Ayrıca AB'nin tamamı gelir mi, göreceğiz. Yunanistan mı AB'yi tuzağa düşürecek, yoksa AB mi Yunan'ı önden salıyor, bunların hepsi ileride belli olur.

Yunanistan'ın AB'ye 300 milyar dolar borcu var. Akdeniz'de bulunan kaynaklarla borcunu ödemeyi planlıyor. Türkiye'yi denizden silmek istiyorlar. Karaya hapsedip, Marmara'dan Akdeniz'e Yunan izniyle gitmemizi istiyorlar.

İngiltere, her şeyin dışında görünüyor ama hiç de öyle değil. Batılı ülkeleri Türkiye karşısına birer satranç taşı gibi dizen o.

"Üst aklın" merkez üssü olma özelliğini daima korudu.

Fransa, daha da agresifleşir. Çünkü Libya'yı kaybederse, sömürü bölgesi Afrika'yı da kaybeder. ABD Dedeağaç'ta izliyor olup biteni. ABD ayrıca içimizde... İncirlik, Kürecik başta olmak üzere, her yerde...

 Olayın bir başka boyutu...

Fransa, NATO'nun altını oyuyor. Bunun için Rusya'yla bile dirsek temasında bulunuyor. Ermenistan'ı Azerbaycan'a saldırtıp, bir test de Türkiye'nin Kafkas damarı üzerinde yapıldı. Türkiye, Kafkaslara kuvvet kaydırıp, Akdeniz'den zayıflasın isteniyor.

Azerbaycan'ın yanında olduğunu gösterdi, gerekirse savaşacağını burada da gösterdi. Bilmem iktidar anladı mı, askerliği kuşa çevirmenin oyuna gelmek olduğunu. Askere 'kumpasın' bugünler için yapıldığını fark etti mi!

Neyse devam edelim...

Düşman, etrafımızı sarmış vaziyette, bizim içerden kavgamızı bekliyor.
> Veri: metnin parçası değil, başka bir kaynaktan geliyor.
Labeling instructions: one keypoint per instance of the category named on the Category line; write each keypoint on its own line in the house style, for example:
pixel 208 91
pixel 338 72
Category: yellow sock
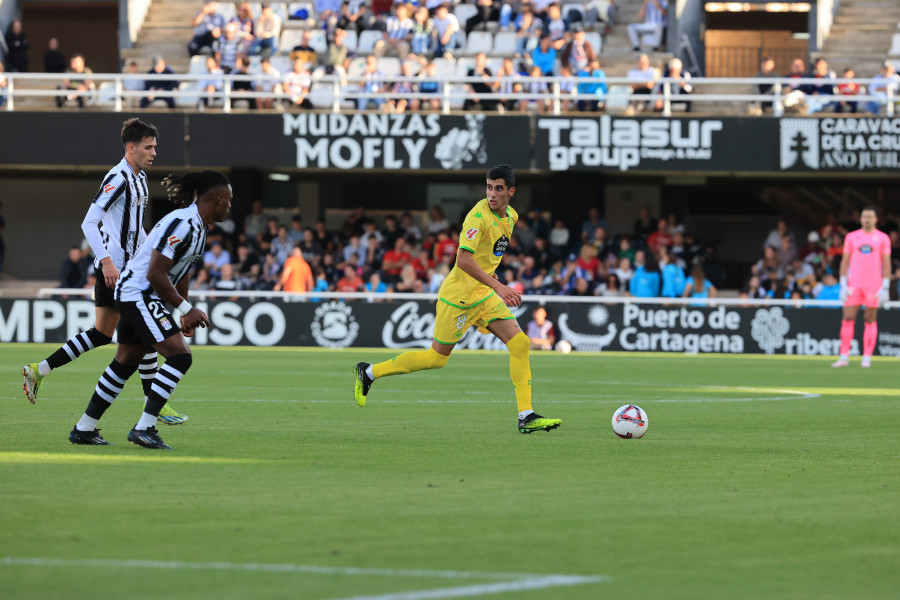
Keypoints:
pixel 408 362
pixel 520 370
Birbirimizi yemeye başladığımızda, hepsi birlikte bize "demokrasi" getirecekler. Peki, bizim birbirimizi yememiz için ne lazım?

Ekonomik çöküş.

Bu konuda Allah var, düşmana ihtiyaç yok!

İngiltere basını "Türkiye iflas etti!" diye yazmıştı. Şimdi Almanya yazdı... Hiç kimsenin yazmasına bile gerek yok, paramız pul oldu. 

Düşman için, her şey hazır!

Sayın Berat Albayrak'ı dinliyoruz. Merhum liderimiz Prof. Dr. Haydar Baş'ın tezlerinden aşırarak konuşuyor. "Milli Ekonomi" diyor. "Bağımsız Türkiye" diyor. "Bağımsızlık mücadelesi" diyor. 

Bunlar çok güzel hareketler!

Ama demekle olmaz ki!

Milli Ekonomi Modeli'nin sahipleri var. BTP Genel Başkanı Hüseyin Baş, hem bu işin uzmanı hem de bu mirasın sahibi. Liderimiz Baş Hoca, bugünler için ve de Türkiye için yazdı tezlerini. Yeter ki ülkemiz içine düşürülen sarmaldan kurtarılsın, can feda...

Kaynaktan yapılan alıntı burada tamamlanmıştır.